Keep Teams Lean and Costs Honest
Microservices aren’t a diet plan; adding more doesn’t make you healthier. We try to keep service count proportional to team capacity and runtime budget. A handy heuristic: if a service gets less than five requests per minute in its busiest hour, we ask why it isn’t a library or part of a neighbor. Another: if a team can’t name their top three SLOs and show last month’s burn, the service is probably too small—or neglected.
We make cost visible per service per day. Even rough numbers help: container hours, storage GB, egress, and third-party SaaS fees. When a service’s cloud bill quietly doubles, we want it blinking on a dashboard, not lurking in finance. We’ve saved thousands by spotting a not-so-innocent “temporary” debug flag that doubled sampling and a chatty client that made 12x unnecessary retries. Both fixes were one-line changes; we just needed to see them.
Team size matters too. For a platform with 30–50 microservices, we find 5–7 product teams plus a small platform crew keeps the cognitive load manageable. Beyond that, we invest in templates, CLI scaffolding, and lint rules everyone trusts. Internal docs should be low-friction: a one-page “how to add a service” that boots you from zero to first deploy in under an hour. If it takes a day, we’re teaching dread, not autonomy.
Make Tradeoffs Visible, Or They’ll Be Made For You
Microservices turn implicit decisions into explicit ones: where data lives, how requests flow, what failure looks like. When tradeoffs stay hidden, we buy complexity on credit and pay interest in outages. We’ve learned to surface the big choices early and with numbers. For example, sync vs async isn’t a philosophical debate; it’s a table with latency budgets, retry caps, and queue depth targets. Owning data isn’t a slogan; it’s a list of schemas, migrations, and backup restore times. Observability isn’t a platitude; it’s a dashboard keyed to SLOs with alerts that fire once in a blue moon, not every lunch break.
We’re not chasing purity. Some domains belong in a cohesive service that’s a little bigger than a purist would like.
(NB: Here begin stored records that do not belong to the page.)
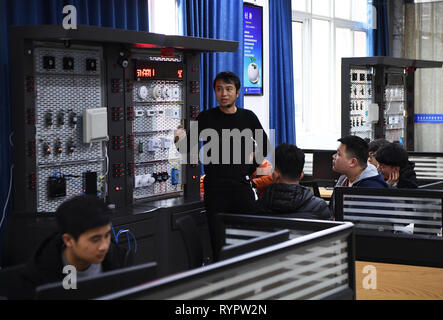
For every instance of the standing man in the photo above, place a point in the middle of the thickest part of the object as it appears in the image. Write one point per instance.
(394, 165)
(227, 132)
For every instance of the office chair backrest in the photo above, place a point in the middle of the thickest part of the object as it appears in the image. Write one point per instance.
(192, 240)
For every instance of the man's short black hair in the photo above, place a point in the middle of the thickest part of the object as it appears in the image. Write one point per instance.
(376, 144)
(289, 161)
(82, 213)
(356, 147)
(228, 77)
(392, 154)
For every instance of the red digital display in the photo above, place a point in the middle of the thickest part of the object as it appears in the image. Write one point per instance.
(145, 72)
(159, 70)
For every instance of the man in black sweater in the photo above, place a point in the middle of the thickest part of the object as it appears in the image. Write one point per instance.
(234, 145)
(394, 165)
(285, 196)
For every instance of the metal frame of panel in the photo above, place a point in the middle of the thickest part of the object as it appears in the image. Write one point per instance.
(316, 263)
(117, 86)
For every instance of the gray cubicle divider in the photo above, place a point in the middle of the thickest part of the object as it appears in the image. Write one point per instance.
(402, 226)
(428, 167)
(290, 259)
Some cross-cutting concerns deserve a platform team rather than DIY in every repo. The win is clarity. If we can point to a contract, a rollout plan, a failure mode, and a cost line for each service, we can move fast without tripping on our own shoelaces.
When in doubt, prefer boring: boring defaults, boring configs, boring deploys. Sprinkle in the right code scaffolds and the guardrails disappear into muscle memory. That’s how we get to the quietly surprising outcome: more services don’t equal more chaos. They can, with intent and a little humor, equal fewer pages, shorter incidents, and—dare we say—weekends that feel like weekends.